Deux rassemblements simultanés, plus de 1 100 participants
Le mardi 28 avril, des rassemblements se sont tenus simultanément devant les préfectures de Bastia et d’Ajaccio. Selon Corse Net Infos, environ 600 personnes étaient réunies à Bastia, 500 à Ajaccio. Élèves, parents d’élèves, enseignants et élus nationalistes figuraient parmi les participants.
Le parti Femu a Corsica a confirmé sa présence sur les deux sites. Sur X, le compte officiel du parti a publié en corse : « Parechji militanti è eletti di Femu a Corsica eranu presente in Bastia è in Aiacciu per sustene a federazione Scola Corsa ».
L’organisation de défense des langues régionales Eurolang a relayé la mobilisation, estimant le total à « près de 1 000 personnes » concentrées devant les deux préfectures.
La réunion en préfecture : recours maintenu, quadripartite annoncée
Vers 18h30, une délégation de Scola Corsa a été reçue par le préfet de Haute-Corse à Bastia. Elle comprenait notamment le maire de Bastia Gilles Simeoni et le député Michel Castellani, selon France 3 Corse et Ici Corse.
L’issue de la réunion n’a pas donné satisfaction aux défenseurs de l’association. Le préfet a refusé de retirer le recours déposé devant le tribunal administratif contre le financement accordé par la Collectivité de Corse. En revanche, une réunion quadripartite réunissant l’État, la Collectivité de Corse, l’Académie de Corse et l’association est prévue dans la semaine suivante.

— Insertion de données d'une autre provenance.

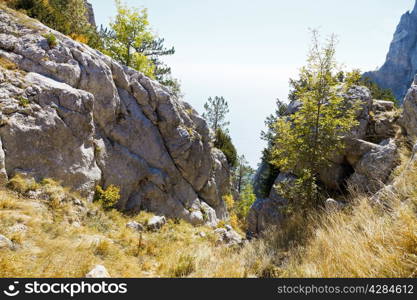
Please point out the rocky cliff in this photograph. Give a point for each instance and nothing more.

Après la rencontre, un porte-parole de Scola Corsa a déclaré : « Nous restons vigilants et mobilisés », selon France 3 Corse. L’association demande la contractualisation par l’État des 11 postes d’enseignants, condition jugée indispensable à sa pérennité.
Qu’est-ce que Scola Corsa et pourquoi ce recours ?
Fondée en 1971 pour promouvoir la langue corse, l’association a relancé ses activités d’enseignement immersif en 2021. Elle gère aujourd’hui cinq écoles associatives, laïques et gratuites, réparties en 13 classes, scolarisant environ 200 élèves, selon Corse Net Infos et le site officiel de l’association.
Son modèle financier repose à 70 % sur des subventions publiques. La principale contribution provient de la Collectivité de Corse : 1,3 million d’euros pour 2026, soit environ 60 % du budget total. C’est précisément cette subvention que le préfet conteste devant le tribunal administratif, selon Ici Corse. La légalité de ce financement au regard des textes encadrant les associations privées sous contrat avec l’Éducation nationale est au cœur du différend.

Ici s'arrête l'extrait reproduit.